Uma boa pista para reportagens realmente dispostas a ajudar na apuração das responsabilidades pela perda de pelo menos US$ 1 bilhão, segundo as estimativas iniciais, está na colaboração do leitor desse blogue, Hélio Figueiredo, que se identifica como engenheiro e pecuarista residente em Goiânia. Ele diz:

‘Quero colocar que, como cidadão do Mato Grosso do Sul, o Estado vem executando uma campanha exemplar contra a aftosa há mais de 20 anos. Entretanto, a posição de pecuaristas inescrupulosos ou preguiçosos, por muitas vezes põe este combate a perder.
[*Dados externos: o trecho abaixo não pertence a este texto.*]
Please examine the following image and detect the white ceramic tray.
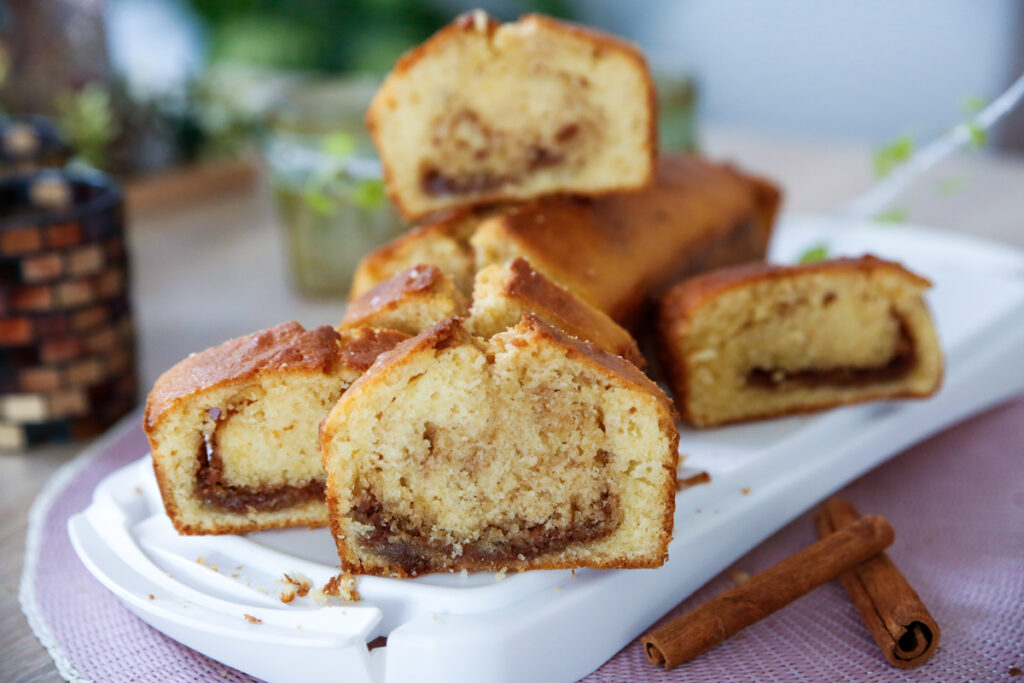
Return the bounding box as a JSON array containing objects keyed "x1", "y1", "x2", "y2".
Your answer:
[{"x1": 69, "y1": 217, "x2": 1024, "y2": 683}]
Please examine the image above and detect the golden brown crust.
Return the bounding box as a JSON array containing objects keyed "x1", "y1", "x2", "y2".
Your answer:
[
  {"x1": 143, "y1": 322, "x2": 340, "y2": 431},
  {"x1": 333, "y1": 316, "x2": 472, "y2": 413},
  {"x1": 340, "y1": 328, "x2": 409, "y2": 373},
  {"x1": 656, "y1": 254, "x2": 942, "y2": 427},
  {"x1": 662, "y1": 254, "x2": 932, "y2": 317},
  {"x1": 474, "y1": 155, "x2": 780, "y2": 327},
  {"x1": 349, "y1": 211, "x2": 484, "y2": 301},
  {"x1": 475, "y1": 258, "x2": 647, "y2": 370},
  {"x1": 366, "y1": 10, "x2": 658, "y2": 221}
]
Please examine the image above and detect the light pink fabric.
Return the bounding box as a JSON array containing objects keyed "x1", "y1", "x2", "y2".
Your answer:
[{"x1": 22, "y1": 399, "x2": 1024, "y2": 683}]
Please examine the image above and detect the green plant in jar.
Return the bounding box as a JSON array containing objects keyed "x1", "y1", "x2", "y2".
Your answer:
[{"x1": 265, "y1": 94, "x2": 404, "y2": 297}]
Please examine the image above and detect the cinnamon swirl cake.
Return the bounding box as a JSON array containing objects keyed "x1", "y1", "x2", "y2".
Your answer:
[
  {"x1": 367, "y1": 10, "x2": 657, "y2": 220},
  {"x1": 658, "y1": 256, "x2": 943, "y2": 427},
  {"x1": 143, "y1": 323, "x2": 407, "y2": 533},
  {"x1": 321, "y1": 315, "x2": 679, "y2": 577},
  {"x1": 351, "y1": 155, "x2": 780, "y2": 327}
]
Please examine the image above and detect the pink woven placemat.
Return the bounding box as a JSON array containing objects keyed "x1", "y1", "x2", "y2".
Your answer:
[{"x1": 20, "y1": 399, "x2": 1024, "y2": 683}]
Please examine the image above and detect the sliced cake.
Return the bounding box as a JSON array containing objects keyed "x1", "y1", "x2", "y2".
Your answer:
[
  {"x1": 352, "y1": 155, "x2": 779, "y2": 327},
  {"x1": 367, "y1": 10, "x2": 657, "y2": 220},
  {"x1": 658, "y1": 256, "x2": 943, "y2": 427},
  {"x1": 143, "y1": 323, "x2": 407, "y2": 533},
  {"x1": 321, "y1": 315, "x2": 678, "y2": 577}
]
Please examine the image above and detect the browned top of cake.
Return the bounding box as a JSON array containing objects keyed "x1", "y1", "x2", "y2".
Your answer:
[
  {"x1": 341, "y1": 263, "x2": 443, "y2": 327},
  {"x1": 143, "y1": 322, "x2": 341, "y2": 429},
  {"x1": 392, "y1": 9, "x2": 647, "y2": 87},
  {"x1": 515, "y1": 313, "x2": 678, "y2": 419},
  {"x1": 474, "y1": 258, "x2": 646, "y2": 369},
  {"x1": 481, "y1": 155, "x2": 780, "y2": 321},
  {"x1": 662, "y1": 254, "x2": 932, "y2": 315},
  {"x1": 340, "y1": 328, "x2": 409, "y2": 372},
  {"x1": 345, "y1": 314, "x2": 678, "y2": 428}
]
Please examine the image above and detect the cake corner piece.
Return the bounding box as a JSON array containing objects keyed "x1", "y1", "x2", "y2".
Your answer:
[
  {"x1": 657, "y1": 255, "x2": 943, "y2": 427},
  {"x1": 321, "y1": 316, "x2": 679, "y2": 577}
]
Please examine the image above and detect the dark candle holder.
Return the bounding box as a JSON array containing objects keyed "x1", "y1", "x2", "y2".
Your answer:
[{"x1": 0, "y1": 170, "x2": 137, "y2": 451}]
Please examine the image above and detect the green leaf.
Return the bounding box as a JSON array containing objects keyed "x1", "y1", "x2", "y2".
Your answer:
[
  {"x1": 303, "y1": 187, "x2": 337, "y2": 216},
  {"x1": 800, "y1": 245, "x2": 828, "y2": 263},
  {"x1": 965, "y1": 121, "x2": 988, "y2": 150},
  {"x1": 874, "y1": 207, "x2": 910, "y2": 223},
  {"x1": 873, "y1": 135, "x2": 913, "y2": 178},
  {"x1": 938, "y1": 176, "x2": 965, "y2": 197},
  {"x1": 351, "y1": 178, "x2": 387, "y2": 211},
  {"x1": 324, "y1": 130, "x2": 355, "y2": 159},
  {"x1": 961, "y1": 95, "x2": 988, "y2": 116}
]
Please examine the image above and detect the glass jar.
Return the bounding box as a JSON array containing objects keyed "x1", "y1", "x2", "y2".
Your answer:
[{"x1": 263, "y1": 81, "x2": 406, "y2": 297}]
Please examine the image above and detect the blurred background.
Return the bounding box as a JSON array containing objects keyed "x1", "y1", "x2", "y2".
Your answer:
[
  {"x1": 0, "y1": 0, "x2": 1024, "y2": 405},
  {"x1": 0, "y1": 0, "x2": 1024, "y2": 179}
]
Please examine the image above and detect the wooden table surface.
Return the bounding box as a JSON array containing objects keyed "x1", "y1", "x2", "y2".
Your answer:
[{"x1": 0, "y1": 128, "x2": 1024, "y2": 682}]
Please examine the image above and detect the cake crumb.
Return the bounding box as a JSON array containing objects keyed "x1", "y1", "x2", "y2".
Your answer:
[
  {"x1": 729, "y1": 569, "x2": 751, "y2": 584},
  {"x1": 321, "y1": 572, "x2": 362, "y2": 602},
  {"x1": 676, "y1": 471, "x2": 711, "y2": 490},
  {"x1": 282, "y1": 573, "x2": 310, "y2": 598}
]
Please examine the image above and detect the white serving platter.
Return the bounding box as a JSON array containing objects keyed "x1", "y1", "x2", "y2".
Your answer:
[{"x1": 69, "y1": 216, "x2": 1024, "y2": 683}]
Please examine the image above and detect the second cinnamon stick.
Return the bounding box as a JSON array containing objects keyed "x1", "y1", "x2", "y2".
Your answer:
[
  {"x1": 642, "y1": 515, "x2": 893, "y2": 669},
  {"x1": 814, "y1": 498, "x2": 939, "y2": 669}
]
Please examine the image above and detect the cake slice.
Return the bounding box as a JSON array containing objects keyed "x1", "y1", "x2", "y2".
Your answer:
[
  {"x1": 339, "y1": 263, "x2": 469, "y2": 335},
  {"x1": 143, "y1": 323, "x2": 407, "y2": 533},
  {"x1": 658, "y1": 256, "x2": 943, "y2": 427},
  {"x1": 352, "y1": 155, "x2": 780, "y2": 327},
  {"x1": 466, "y1": 258, "x2": 647, "y2": 370},
  {"x1": 470, "y1": 155, "x2": 779, "y2": 328},
  {"x1": 367, "y1": 10, "x2": 657, "y2": 220},
  {"x1": 321, "y1": 315, "x2": 679, "y2": 577}
]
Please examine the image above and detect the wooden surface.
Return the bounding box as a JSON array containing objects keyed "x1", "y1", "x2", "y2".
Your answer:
[{"x1": 0, "y1": 129, "x2": 1024, "y2": 682}]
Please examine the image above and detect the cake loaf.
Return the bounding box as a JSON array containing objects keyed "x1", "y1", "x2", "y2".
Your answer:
[
  {"x1": 658, "y1": 256, "x2": 942, "y2": 427},
  {"x1": 352, "y1": 155, "x2": 779, "y2": 327},
  {"x1": 321, "y1": 315, "x2": 679, "y2": 577},
  {"x1": 143, "y1": 323, "x2": 407, "y2": 533},
  {"x1": 367, "y1": 10, "x2": 657, "y2": 220}
]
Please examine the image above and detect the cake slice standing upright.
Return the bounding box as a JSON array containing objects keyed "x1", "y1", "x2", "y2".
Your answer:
[
  {"x1": 321, "y1": 315, "x2": 679, "y2": 577},
  {"x1": 367, "y1": 10, "x2": 657, "y2": 220},
  {"x1": 658, "y1": 256, "x2": 943, "y2": 427}
]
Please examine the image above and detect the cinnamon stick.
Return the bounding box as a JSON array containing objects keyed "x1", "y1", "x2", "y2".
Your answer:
[
  {"x1": 641, "y1": 515, "x2": 893, "y2": 669},
  {"x1": 814, "y1": 498, "x2": 939, "y2": 669}
]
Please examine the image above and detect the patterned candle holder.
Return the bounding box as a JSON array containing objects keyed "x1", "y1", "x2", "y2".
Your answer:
[{"x1": 0, "y1": 170, "x2": 137, "y2": 451}]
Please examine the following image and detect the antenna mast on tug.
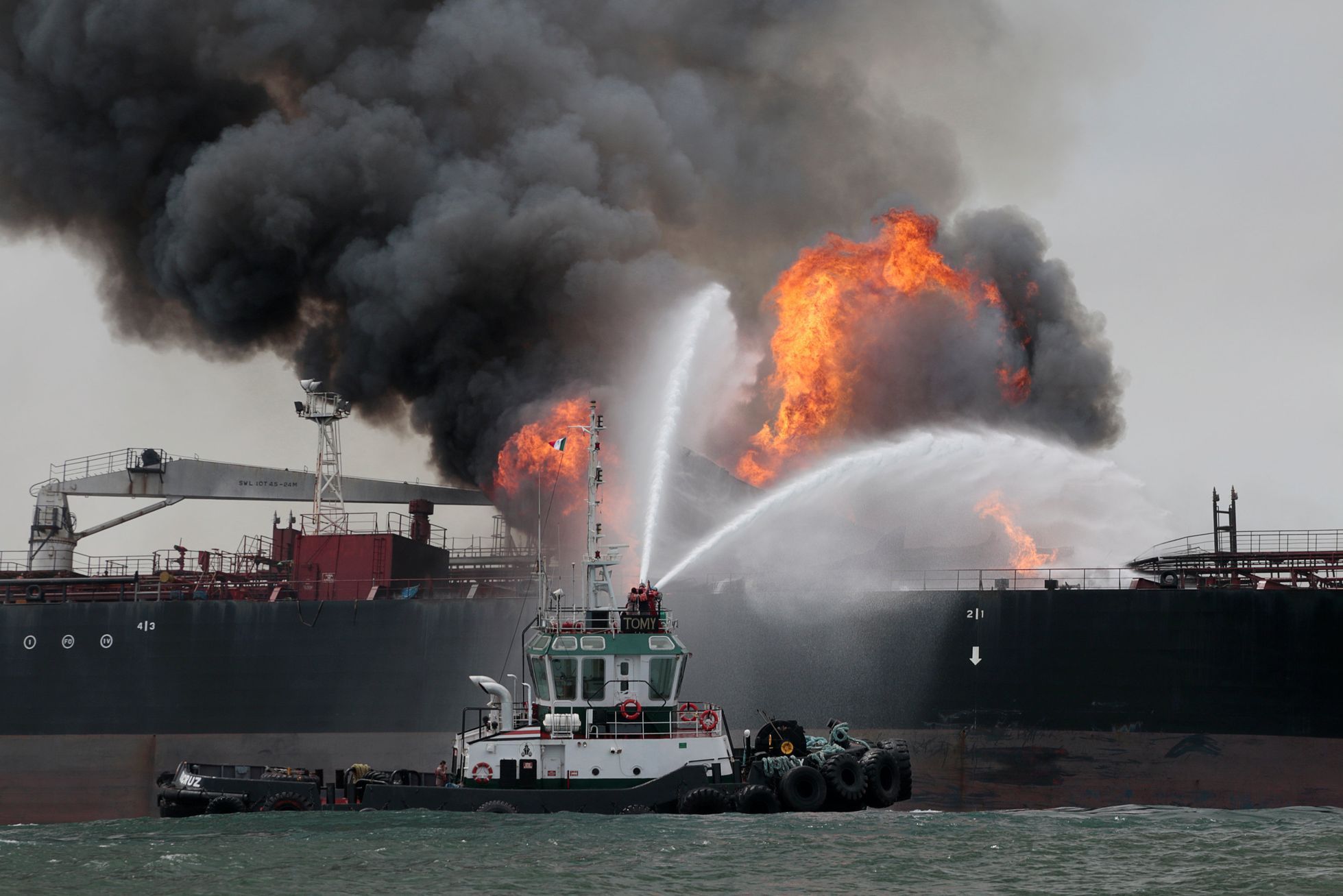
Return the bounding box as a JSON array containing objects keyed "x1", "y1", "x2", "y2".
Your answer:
[
  {"x1": 579, "y1": 400, "x2": 625, "y2": 610},
  {"x1": 294, "y1": 380, "x2": 350, "y2": 535}
]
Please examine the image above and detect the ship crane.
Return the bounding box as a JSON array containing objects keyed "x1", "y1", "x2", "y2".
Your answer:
[{"x1": 28, "y1": 380, "x2": 490, "y2": 572}]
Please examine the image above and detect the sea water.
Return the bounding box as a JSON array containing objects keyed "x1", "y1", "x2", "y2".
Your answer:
[{"x1": 0, "y1": 811, "x2": 1343, "y2": 896}]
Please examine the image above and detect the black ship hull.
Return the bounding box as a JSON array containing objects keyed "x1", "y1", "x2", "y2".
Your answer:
[{"x1": 0, "y1": 585, "x2": 1343, "y2": 823}]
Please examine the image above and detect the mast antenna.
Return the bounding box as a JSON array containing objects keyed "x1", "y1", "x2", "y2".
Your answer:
[{"x1": 294, "y1": 380, "x2": 350, "y2": 535}]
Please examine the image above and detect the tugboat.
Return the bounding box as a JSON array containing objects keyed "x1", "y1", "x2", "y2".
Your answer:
[{"x1": 158, "y1": 402, "x2": 910, "y2": 815}]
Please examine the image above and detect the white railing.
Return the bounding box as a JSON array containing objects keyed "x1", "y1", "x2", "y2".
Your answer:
[{"x1": 537, "y1": 607, "x2": 675, "y2": 634}]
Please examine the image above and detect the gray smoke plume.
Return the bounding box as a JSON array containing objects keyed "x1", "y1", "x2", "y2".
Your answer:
[{"x1": 0, "y1": 0, "x2": 1119, "y2": 494}]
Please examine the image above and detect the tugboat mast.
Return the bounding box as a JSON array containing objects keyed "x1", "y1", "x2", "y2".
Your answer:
[{"x1": 577, "y1": 400, "x2": 625, "y2": 610}]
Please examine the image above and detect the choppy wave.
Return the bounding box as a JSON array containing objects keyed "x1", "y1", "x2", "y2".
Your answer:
[{"x1": 0, "y1": 806, "x2": 1343, "y2": 896}]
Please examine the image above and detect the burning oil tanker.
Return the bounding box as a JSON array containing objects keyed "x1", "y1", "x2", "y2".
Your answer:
[{"x1": 0, "y1": 0, "x2": 1343, "y2": 821}]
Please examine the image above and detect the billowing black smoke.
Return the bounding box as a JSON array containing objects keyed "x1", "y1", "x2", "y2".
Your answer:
[{"x1": 0, "y1": 0, "x2": 1117, "y2": 492}]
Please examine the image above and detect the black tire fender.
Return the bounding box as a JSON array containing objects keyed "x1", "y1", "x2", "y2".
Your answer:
[
  {"x1": 475, "y1": 799, "x2": 517, "y2": 815},
  {"x1": 677, "y1": 787, "x2": 728, "y2": 815},
  {"x1": 620, "y1": 803, "x2": 653, "y2": 815},
  {"x1": 821, "y1": 752, "x2": 868, "y2": 803},
  {"x1": 779, "y1": 766, "x2": 826, "y2": 812},
  {"x1": 858, "y1": 749, "x2": 900, "y2": 809},
  {"x1": 261, "y1": 790, "x2": 315, "y2": 812}
]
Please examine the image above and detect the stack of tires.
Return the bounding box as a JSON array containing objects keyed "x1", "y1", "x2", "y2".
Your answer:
[{"x1": 678, "y1": 740, "x2": 910, "y2": 815}]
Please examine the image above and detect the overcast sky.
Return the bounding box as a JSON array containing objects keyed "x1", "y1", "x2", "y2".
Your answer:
[{"x1": 0, "y1": 3, "x2": 1343, "y2": 563}]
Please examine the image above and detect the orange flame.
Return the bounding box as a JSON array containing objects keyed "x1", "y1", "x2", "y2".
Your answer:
[
  {"x1": 494, "y1": 399, "x2": 588, "y2": 513},
  {"x1": 975, "y1": 492, "x2": 1058, "y2": 570},
  {"x1": 736, "y1": 208, "x2": 1010, "y2": 485}
]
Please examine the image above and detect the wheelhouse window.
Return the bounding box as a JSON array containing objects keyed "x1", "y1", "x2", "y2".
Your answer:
[
  {"x1": 550, "y1": 657, "x2": 579, "y2": 700},
  {"x1": 532, "y1": 657, "x2": 550, "y2": 700},
  {"x1": 583, "y1": 657, "x2": 606, "y2": 700},
  {"x1": 649, "y1": 657, "x2": 675, "y2": 700}
]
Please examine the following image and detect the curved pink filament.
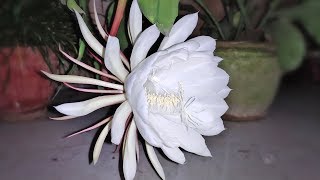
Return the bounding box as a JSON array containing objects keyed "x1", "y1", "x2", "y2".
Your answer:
[
  {"x1": 63, "y1": 82, "x2": 123, "y2": 94},
  {"x1": 66, "y1": 116, "x2": 112, "y2": 138},
  {"x1": 89, "y1": 50, "x2": 102, "y2": 64},
  {"x1": 49, "y1": 116, "x2": 76, "y2": 121},
  {"x1": 59, "y1": 47, "x2": 121, "y2": 82}
]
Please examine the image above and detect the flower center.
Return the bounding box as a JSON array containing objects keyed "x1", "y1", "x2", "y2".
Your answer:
[{"x1": 145, "y1": 84, "x2": 183, "y2": 114}]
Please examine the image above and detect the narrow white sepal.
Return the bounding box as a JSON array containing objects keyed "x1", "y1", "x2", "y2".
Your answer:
[
  {"x1": 93, "y1": 122, "x2": 111, "y2": 164},
  {"x1": 128, "y1": 0, "x2": 142, "y2": 44},
  {"x1": 111, "y1": 101, "x2": 132, "y2": 145},
  {"x1": 159, "y1": 13, "x2": 198, "y2": 50},
  {"x1": 41, "y1": 71, "x2": 123, "y2": 91},
  {"x1": 217, "y1": 87, "x2": 231, "y2": 99},
  {"x1": 104, "y1": 36, "x2": 129, "y2": 82},
  {"x1": 74, "y1": 10, "x2": 103, "y2": 57},
  {"x1": 146, "y1": 141, "x2": 166, "y2": 180},
  {"x1": 55, "y1": 94, "x2": 126, "y2": 116},
  {"x1": 130, "y1": 25, "x2": 160, "y2": 69},
  {"x1": 93, "y1": 0, "x2": 108, "y2": 39},
  {"x1": 123, "y1": 120, "x2": 137, "y2": 180}
]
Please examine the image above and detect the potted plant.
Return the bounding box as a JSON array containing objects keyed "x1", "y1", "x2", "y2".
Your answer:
[
  {"x1": 0, "y1": 0, "x2": 76, "y2": 121},
  {"x1": 183, "y1": 0, "x2": 320, "y2": 120}
]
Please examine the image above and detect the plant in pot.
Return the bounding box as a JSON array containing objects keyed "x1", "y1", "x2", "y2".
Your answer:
[
  {"x1": 0, "y1": 0, "x2": 77, "y2": 121},
  {"x1": 182, "y1": 0, "x2": 320, "y2": 120}
]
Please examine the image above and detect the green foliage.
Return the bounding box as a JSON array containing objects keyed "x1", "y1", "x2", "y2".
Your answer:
[
  {"x1": 279, "y1": 0, "x2": 320, "y2": 44},
  {"x1": 138, "y1": 0, "x2": 179, "y2": 34},
  {"x1": 106, "y1": 2, "x2": 130, "y2": 50},
  {"x1": 194, "y1": 0, "x2": 320, "y2": 72},
  {"x1": 0, "y1": 0, "x2": 76, "y2": 46},
  {"x1": 271, "y1": 20, "x2": 306, "y2": 72}
]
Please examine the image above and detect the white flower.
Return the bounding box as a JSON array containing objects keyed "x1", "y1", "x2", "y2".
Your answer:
[
  {"x1": 44, "y1": 0, "x2": 230, "y2": 179},
  {"x1": 125, "y1": 37, "x2": 230, "y2": 163}
]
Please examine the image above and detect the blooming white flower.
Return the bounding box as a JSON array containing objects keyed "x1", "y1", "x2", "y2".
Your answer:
[{"x1": 44, "y1": 0, "x2": 230, "y2": 179}]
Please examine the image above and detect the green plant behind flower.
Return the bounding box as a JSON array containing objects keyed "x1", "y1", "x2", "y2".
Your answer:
[
  {"x1": 0, "y1": 0, "x2": 77, "y2": 71},
  {"x1": 195, "y1": 0, "x2": 320, "y2": 72}
]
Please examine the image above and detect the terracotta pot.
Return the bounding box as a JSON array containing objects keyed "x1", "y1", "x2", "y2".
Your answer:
[
  {"x1": 0, "y1": 47, "x2": 58, "y2": 121},
  {"x1": 215, "y1": 42, "x2": 282, "y2": 121}
]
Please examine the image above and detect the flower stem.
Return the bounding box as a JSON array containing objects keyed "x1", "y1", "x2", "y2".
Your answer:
[{"x1": 110, "y1": 0, "x2": 127, "y2": 36}]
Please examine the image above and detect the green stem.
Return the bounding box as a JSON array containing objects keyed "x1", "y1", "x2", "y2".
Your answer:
[
  {"x1": 110, "y1": 0, "x2": 127, "y2": 36},
  {"x1": 257, "y1": 0, "x2": 280, "y2": 29},
  {"x1": 234, "y1": 15, "x2": 244, "y2": 40},
  {"x1": 237, "y1": 0, "x2": 251, "y2": 27},
  {"x1": 195, "y1": 0, "x2": 225, "y2": 40}
]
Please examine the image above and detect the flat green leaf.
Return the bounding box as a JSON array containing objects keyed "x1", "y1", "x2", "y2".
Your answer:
[
  {"x1": 138, "y1": 0, "x2": 179, "y2": 34},
  {"x1": 279, "y1": 0, "x2": 320, "y2": 44},
  {"x1": 270, "y1": 20, "x2": 306, "y2": 72}
]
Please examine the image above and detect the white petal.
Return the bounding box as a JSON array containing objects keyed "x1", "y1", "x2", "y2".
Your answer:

‘Como? Como a nota fiscal da vacina é registrada no IAGRO (Agência Estadual de Defesa Sanitária Animal e Vegetal), com o número de cabeças vacinadas, senão o produtor não terá sua nota fiscal para venda emitida pelo Governo do Estado (não há talonário de NF para produtor rural), alguns maus produtores compram a vacina e simplesmente a jogam fora, e registram o rebanho como vacinado. Outros contrabandeiam rebanho paraguaio.
Assim, este caso deve ser apurado exemplarmente, pois está tendo repercussão de crime contra a economia de todo o país. O rigor deve chegar à fronteira com o Paraguai, fechando-a, pois no Mato Grosso do Sul, a fronteira paraguaia é seca, não há um rio sequer, ao Sul de Porto Murtinho, senão na cidade de Bela Vista.

Isso condena o maior rebanho de MS, do maior rebanho do mundo, que é o brasileiro.’